Which made me wonder, could it just be my imagination that I smell and taste more skillfully in the morning?
To find out more, I contacted Aimee Hasenbeck, sensory specialist at the Food Innovation Center at Oregon State University. I asked her if there was any truth to the notion that morning was a better time to taste things. She said she personally thought there was some truth to the idea that mornings are best, but that time wasn’t the only important factor when considering sensory sensitivity.
“Many factors need to be taken into account,” says Aimee, “such as the product itself, what one has eaten prior to tasting, human physiology/biorhythms, environment, etc.” To control for all those factors, she says formal taste evaluations “are recommended between late morning (10 am) and lunch, so people are not too tired or hungry. Tasting later in the day isn’t recommended, because people are likely to have palate fatigue and are often not as engaged.”

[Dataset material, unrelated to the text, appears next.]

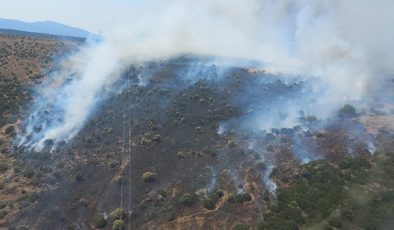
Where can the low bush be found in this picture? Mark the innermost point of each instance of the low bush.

Yet interestingly enough for whiskey, she also said that best practices in sensory evaluation call for the product to be sampled at the time of day when it’s normally consumed, a strike against the 10 a.m. tasting session (for most of us, at least). And, of course, it’s also important to pay attention to what you’ve consumed beforehand.
“Tasting just after meals, smoking, or coffee—when taste acuity is decreased—is not recommended,” she says. In other words, if you’ve just eaten a spicy Indian curry followed by a cigar, you won’t be tasting much of anything, no matter what time it is.